Лыков остался один перед холстом. На нем улыбалась графиня – загадочная, блистательная, неземная. Но в только что прописанных глазах, которые он так старался оживить, застыл необъяснимый страх. За окном снова вспыхнула зарница, осветив на миг призрачным синим светом улыбающееся лицо на портрете и искаженное болью и гневом лицо самого художника. Глухой раскат грома прокатился по невским облакам. Лыков вздрогнул, как от удара, и набросил на портрет грубую холстину, словно саваном.

Ночь не дала покоя, лишь разлад,

Где сердце билось, птицей о прутья́.

Кошмар немой в зрачках застыл навзгляд,

А дождь, как знак струится, не кляня.

Глава 2. Утро в трауре

Ночь не приносила покоя. Графиня Елизавета Арсеньевна ворочалась на широкой кровати под балдахином из итальянского шелка. Сквозь щели тяжелых штор пробивался тусклый свет петербургского утра – серый, водянистый. Голова действительно гудела, как набатный колокол. Воспоминания о вечере, о колком разговоре с графом: он опять завел речь о долгах, о ее «легкомыслии», о сплетнях, которые она, по его мнению, провоцировала, о злобном шипении Благовидовой и особенно о фразе, брошенной Лыкову… Все смешалось в тягостный ком.

Она встала, босыми ногами ступила на холодный узорчатый паркет. Подошла к туалетному столику. В большом зеркале венецианского стекла отразилось бледное лицо с темными кругами под глазами. Красота казалась потускневшей, уязвимой. С отвращением она схватила первую попавшуюся кисточку для бровей – не любимую гладкую костяную, а какую-то с розовой деревянной ручкой, подарок от незначительной приятельницы. Окунула ее во флакон с розовой водой. Влажная кисть скользнула по коже век – холодно, неприятно. Потом она провела ею по бровям – резко, небрежно. «Грубо, как лыко», – пронеслось в голове эхом ее же вчерашних слов. Она швырнула кисть на стол. Она упала на край, скатилась, но не разбилась.

В дверь тихо постучали.

– Барыня? Шоколад принесла… – голос Дуняши, робкий, как всегда.

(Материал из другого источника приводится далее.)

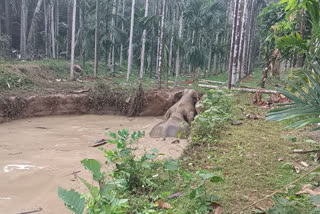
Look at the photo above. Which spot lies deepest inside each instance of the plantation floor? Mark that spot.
(255, 157)
(37, 155)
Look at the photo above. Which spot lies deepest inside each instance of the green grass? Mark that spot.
(248, 157)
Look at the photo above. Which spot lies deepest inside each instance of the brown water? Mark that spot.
(38, 155)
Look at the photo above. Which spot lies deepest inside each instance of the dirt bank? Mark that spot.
(39, 154)
(154, 103)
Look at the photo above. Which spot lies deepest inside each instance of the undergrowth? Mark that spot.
(141, 184)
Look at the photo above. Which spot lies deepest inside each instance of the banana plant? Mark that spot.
(305, 106)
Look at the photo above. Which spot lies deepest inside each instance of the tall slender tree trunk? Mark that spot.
(23, 28)
(178, 64)
(245, 59)
(32, 26)
(113, 22)
(301, 57)
(45, 11)
(143, 43)
(233, 41)
(69, 21)
(209, 61)
(96, 41)
(254, 13)
(159, 35)
(57, 26)
(236, 45)
(241, 43)
(73, 38)
(171, 48)
(130, 53)
(159, 73)
(53, 39)
(8, 17)
(215, 58)
(122, 28)
(82, 26)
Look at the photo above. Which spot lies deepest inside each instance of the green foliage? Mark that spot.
(216, 112)
(137, 183)
(199, 194)
(283, 206)
(305, 108)
(293, 42)
(10, 80)
(72, 200)
(94, 166)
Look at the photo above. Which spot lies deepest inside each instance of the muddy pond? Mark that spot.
(39, 154)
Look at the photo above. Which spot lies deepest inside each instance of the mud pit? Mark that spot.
(37, 155)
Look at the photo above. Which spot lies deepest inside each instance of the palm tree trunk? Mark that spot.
(171, 48)
(209, 61)
(159, 73)
(32, 26)
(233, 40)
(96, 41)
(215, 58)
(245, 58)
(82, 26)
(23, 28)
(130, 54)
(178, 64)
(113, 22)
(236, 47)
(57, 25)
(45, 11)
(53, 46)
(122, 28)
(301, 57)
(8, 17)
(73, 38)
(143, 43)
(242, 38)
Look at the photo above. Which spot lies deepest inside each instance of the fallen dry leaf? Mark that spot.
(178, 194)
(307, 189)
(217, 208)
(304, 164)
(316, 157)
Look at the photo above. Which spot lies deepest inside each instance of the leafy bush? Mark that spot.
(216, 112)
(137, 185)
(5, 42)
(304, 110)
(9, 80)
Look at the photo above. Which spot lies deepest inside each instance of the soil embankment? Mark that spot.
(39, 154)
(154, 103)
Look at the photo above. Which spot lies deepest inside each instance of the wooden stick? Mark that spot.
(251, 90)
(305, 151)
(268, 196)
(214, 82)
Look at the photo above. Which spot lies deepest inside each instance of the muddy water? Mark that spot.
(38, 155)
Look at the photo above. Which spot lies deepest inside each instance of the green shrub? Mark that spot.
(138, 183)
(216, 112)
(10, 80)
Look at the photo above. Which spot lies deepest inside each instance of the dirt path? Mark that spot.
(38, 155)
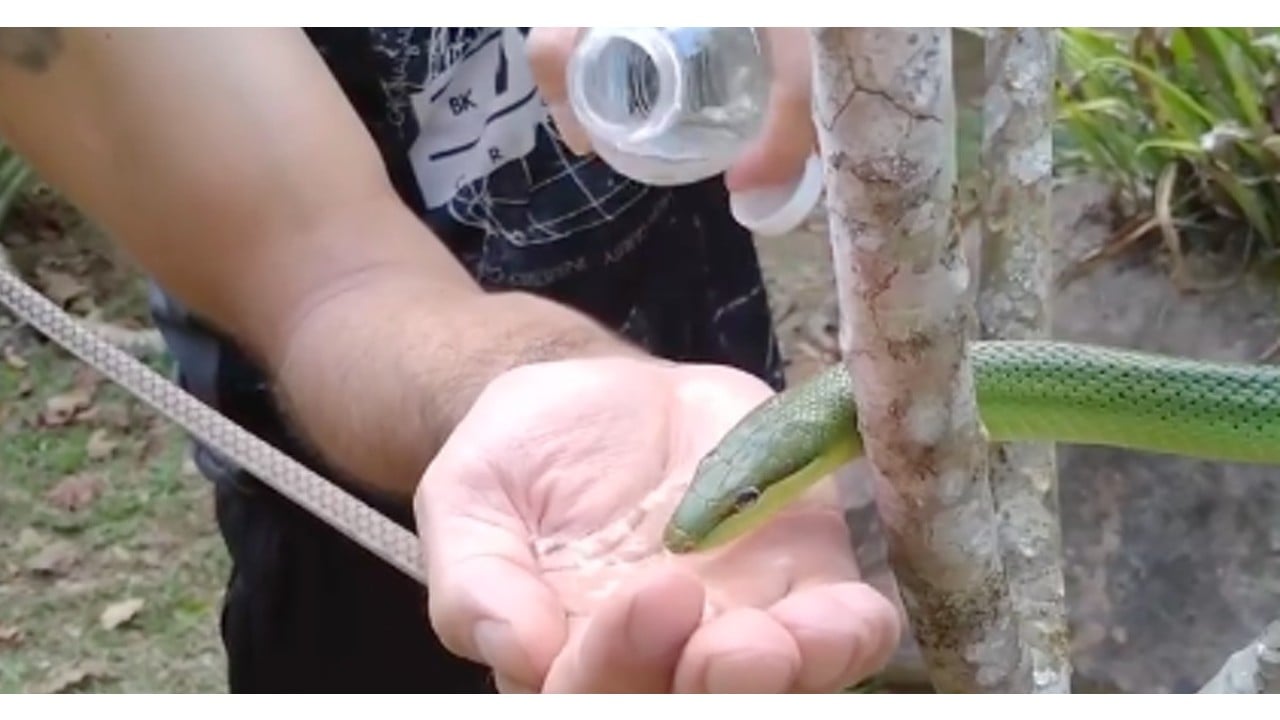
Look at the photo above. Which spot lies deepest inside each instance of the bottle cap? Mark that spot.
(777, 210)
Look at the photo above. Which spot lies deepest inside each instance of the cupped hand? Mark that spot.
(775, 158)
(540, 522)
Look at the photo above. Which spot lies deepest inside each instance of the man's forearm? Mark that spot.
(378, 377)
(229, 164)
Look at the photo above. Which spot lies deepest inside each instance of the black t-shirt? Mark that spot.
(471, 149)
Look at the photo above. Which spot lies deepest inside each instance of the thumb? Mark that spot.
(787, 137)
(485, 595)
(548, 50)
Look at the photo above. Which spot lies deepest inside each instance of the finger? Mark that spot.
(743, 651)
(487, 600)
(506, 686)
(787, 136)
(634, 642)
(845, 632)
(548, 50)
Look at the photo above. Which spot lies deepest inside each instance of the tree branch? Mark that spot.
(886, 114)
(1014, 304)
(1252, 669)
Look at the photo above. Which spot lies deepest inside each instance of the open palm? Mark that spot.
(542, 519)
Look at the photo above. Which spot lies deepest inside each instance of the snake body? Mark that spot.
(1025, 390)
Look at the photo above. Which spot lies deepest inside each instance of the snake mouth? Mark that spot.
(676, 541)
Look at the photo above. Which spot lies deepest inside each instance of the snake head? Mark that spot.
(699, 523)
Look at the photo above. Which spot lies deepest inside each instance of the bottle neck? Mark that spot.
(626, 83)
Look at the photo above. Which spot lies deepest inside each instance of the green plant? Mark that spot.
(1185, 124)
(14, 174)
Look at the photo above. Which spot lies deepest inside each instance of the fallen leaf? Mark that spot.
(9, 636)
(76, 492)
(13, 359)
(62, 409)
(120, 613)
(100, 445)
(113, 415)
(55, 559)
(60, 287)
(74, 677)
(30, 538)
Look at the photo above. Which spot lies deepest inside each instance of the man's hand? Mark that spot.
(785, 144)
(540, 523)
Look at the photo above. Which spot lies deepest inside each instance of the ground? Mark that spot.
(110, 566)
(112, 569)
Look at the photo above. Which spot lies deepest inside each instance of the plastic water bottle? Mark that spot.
(675, 105)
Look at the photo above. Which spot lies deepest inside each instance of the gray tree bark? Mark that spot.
(886, 124)
(1253, 669)
(1014, 304)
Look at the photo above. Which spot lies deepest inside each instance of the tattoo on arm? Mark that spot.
(32, 49)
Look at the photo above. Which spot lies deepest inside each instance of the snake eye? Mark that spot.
(745, 499)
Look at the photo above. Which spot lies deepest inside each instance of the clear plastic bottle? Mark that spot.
(673, 105)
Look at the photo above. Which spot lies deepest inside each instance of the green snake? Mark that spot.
(1025, 390)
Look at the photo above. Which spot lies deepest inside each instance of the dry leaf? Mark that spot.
(113, 415)
(76, 492)
(120, 613)
(55, 559)
(100, 445)
(74, 677)
(30, 538)
(9, 636)
(62, 409)
(13, 359)
(60, 287)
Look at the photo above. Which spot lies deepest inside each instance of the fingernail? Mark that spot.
(571, 133)
(488, 638)
(759, 674)
(662, 618)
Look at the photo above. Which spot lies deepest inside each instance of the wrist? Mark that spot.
(378, 376)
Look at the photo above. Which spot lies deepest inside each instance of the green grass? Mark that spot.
(147, 534)
(1184, 123)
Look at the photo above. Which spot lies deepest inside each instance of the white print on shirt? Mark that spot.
(478, 115)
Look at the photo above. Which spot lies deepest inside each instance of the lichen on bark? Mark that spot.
(1014, 304)
(1252, 669)
(886, 123)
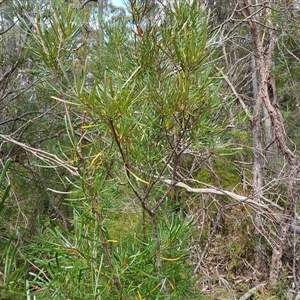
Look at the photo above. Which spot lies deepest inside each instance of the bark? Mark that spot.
(264, 42)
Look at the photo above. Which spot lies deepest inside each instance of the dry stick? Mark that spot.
(252, 291)
(46, 157)
(235, 93)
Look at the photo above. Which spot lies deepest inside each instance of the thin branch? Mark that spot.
(46, 157)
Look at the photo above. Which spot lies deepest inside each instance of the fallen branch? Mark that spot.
(222, 192)
(46, 157)
(252, 291)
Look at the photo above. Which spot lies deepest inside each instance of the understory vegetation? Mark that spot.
(149, 151)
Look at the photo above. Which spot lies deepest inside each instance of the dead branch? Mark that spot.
(252, 291)
(48, 158)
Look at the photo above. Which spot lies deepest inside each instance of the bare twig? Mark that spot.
(48, 158)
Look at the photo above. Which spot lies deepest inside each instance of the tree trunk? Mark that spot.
(264, 43)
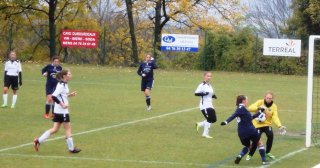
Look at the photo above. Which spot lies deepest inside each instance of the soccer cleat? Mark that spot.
(207, 136)
(75, 150)
(238, 159)
(197, 127)
(248, 157)
(36, 144)
(46, 116)
(269, 155)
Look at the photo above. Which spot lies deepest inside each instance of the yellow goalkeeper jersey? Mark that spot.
(271, 114)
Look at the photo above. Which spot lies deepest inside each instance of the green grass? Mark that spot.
(111, 97)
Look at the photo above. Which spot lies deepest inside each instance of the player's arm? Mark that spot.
(139, 72)
(276, 120)
(232, 117)
(5, 71)
(44, 71)
(199, 91)
(20, 73)
(55, 94)
(254, 107)
(155, 66)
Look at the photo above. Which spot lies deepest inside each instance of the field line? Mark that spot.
(316, 166)
(284, 157)
(104, 159)
(104, 128)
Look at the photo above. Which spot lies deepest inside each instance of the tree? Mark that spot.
(188, 13)
(270, 17)
(134, 46)
(54, 10)
(305, 20)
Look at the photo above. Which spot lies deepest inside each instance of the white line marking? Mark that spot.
(284, 157)
(104, 128)
(106, 159)
(316, 166)
(159, 86)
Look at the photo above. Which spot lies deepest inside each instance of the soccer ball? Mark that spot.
(261, 117)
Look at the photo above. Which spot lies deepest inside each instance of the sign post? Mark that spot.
(282, 47)
(179, 42)
(79, 39)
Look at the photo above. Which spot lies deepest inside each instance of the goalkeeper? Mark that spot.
(271, 111)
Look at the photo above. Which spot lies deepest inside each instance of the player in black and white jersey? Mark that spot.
(206, 93)
(13, 78)
(146, 72)
(50, 71)
(60, 97)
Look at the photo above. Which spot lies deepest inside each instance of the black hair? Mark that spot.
(59, 76)
(240, 99)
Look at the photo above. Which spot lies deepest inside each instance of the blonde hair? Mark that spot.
(59, 76)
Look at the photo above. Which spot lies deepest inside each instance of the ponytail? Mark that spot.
(59, 75)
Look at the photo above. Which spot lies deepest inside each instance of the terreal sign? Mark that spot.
(79, 39)
(179, 42)
(282, 47)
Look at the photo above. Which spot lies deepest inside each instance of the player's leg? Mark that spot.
(210, 116)
(246, 143)
(46, 135)
(149, 85)
(15, 88)
(201, 123)
(252, 151)
(269, 133)
(48, 105)
(262, 152)
(7, 83)
(69, 140)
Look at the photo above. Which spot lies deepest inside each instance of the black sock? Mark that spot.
(52, 108)
(148, 100)
(47, 108)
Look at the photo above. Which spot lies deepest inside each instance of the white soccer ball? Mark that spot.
(261, 117)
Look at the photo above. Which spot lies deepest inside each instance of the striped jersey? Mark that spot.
(61, 92)
(205, 101)
(12, 67)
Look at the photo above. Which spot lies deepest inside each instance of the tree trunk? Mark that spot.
(157, 28)
(134, 46)
(52, 27)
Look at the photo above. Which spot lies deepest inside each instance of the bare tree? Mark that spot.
(269, 17)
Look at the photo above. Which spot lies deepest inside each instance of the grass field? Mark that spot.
(112, 127)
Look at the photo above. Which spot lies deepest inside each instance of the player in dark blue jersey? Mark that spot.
(50, 72)
(146, 72)
(247, 133)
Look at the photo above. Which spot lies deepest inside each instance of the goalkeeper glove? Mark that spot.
(224, 123)
(214, 96)
(282, 130)
(261, 108)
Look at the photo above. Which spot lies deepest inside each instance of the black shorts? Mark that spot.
(250, 140)
(267, 130)
(210, 115)
(50, 88)
(60, 118)
(146, 84)
(11, 81)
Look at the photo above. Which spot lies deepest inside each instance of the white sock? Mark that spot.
(201, 124)
(5, 99)
(70, 143)
(44, 136)
(14, 99)
(206, 128)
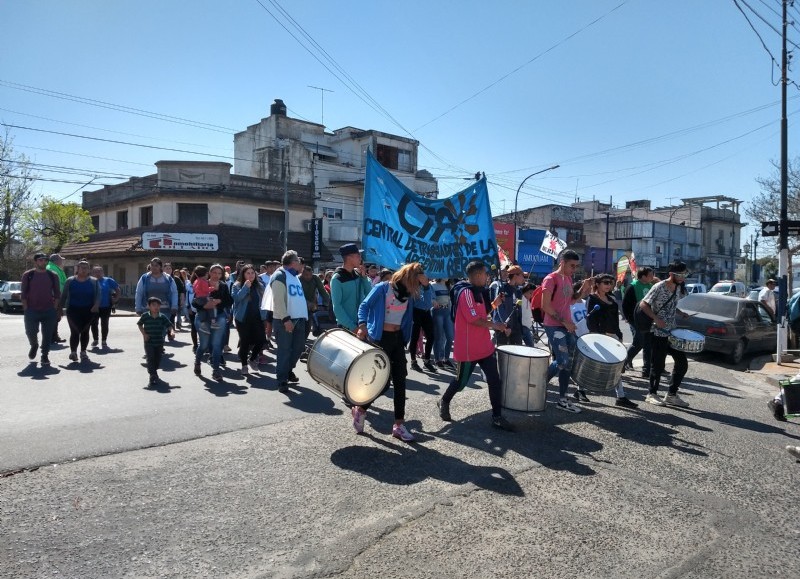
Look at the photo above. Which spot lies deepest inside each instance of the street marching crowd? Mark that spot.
(393, 310)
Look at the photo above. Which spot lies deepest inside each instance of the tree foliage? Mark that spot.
(16, 180)
(55, 224)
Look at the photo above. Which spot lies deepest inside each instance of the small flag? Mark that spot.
(552, 245)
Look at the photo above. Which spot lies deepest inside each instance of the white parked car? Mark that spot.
(696, 288)
(729, 288)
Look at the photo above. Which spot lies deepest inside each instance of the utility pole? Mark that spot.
(322, 92)
(286, 206)
(783, 256)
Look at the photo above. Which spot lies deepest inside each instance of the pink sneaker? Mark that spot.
(358, 419)
(399, 431)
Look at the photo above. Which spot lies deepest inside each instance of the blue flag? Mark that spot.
(444, 235)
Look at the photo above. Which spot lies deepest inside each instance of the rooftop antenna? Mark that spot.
(322, 92)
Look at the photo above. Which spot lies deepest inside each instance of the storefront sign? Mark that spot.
(180, 241)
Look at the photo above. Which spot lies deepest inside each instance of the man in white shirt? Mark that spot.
(767, 296)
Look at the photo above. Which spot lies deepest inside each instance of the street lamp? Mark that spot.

– Войди! – графиня отмахнулась от зеркала. Она чувствовала странную сухость во рту, легкую тошноту. «Нервы. Одни нервы».

Дуняша вошла, неся на серебряном подносе маленькую фарфоровую чашку с дымящимся густым шоколадом. Поставила на столик у кресла.

– Барыня, вам нездоровится? – спросила она, заметив бледность хозяйки.

– Пустое. Голова. Уйди. Я сама.

Дуняша скользнула назад, как тень. Графиня взяла чашку, сделала глоток. Сладкий, терпкий вкус шоколада, обычно успокаивающий, сегодня показался приторным, противным. Она поставила чашку на блюдце с неловким движением. Край чашки звякнул о блюдце. Еще один глоток. Тошнота усилилась. В глазах заплясали темные точки. Сердце вдруг заколотилось с бешеной силой, как птица в клетке, ударившаяся о прутья. Она вскинула руку, прижала ладонь к груди. Воздуха! Не хватало воздуха! Горло сжал невидимый обруч. Перед глазами поплыли чудовищные, искаженные лица – графа с его вечным укором, Благовидовой с ее злобным шепотом, Глухова с его ледяным взглядом… Лыкова… с ненавистью в глазах…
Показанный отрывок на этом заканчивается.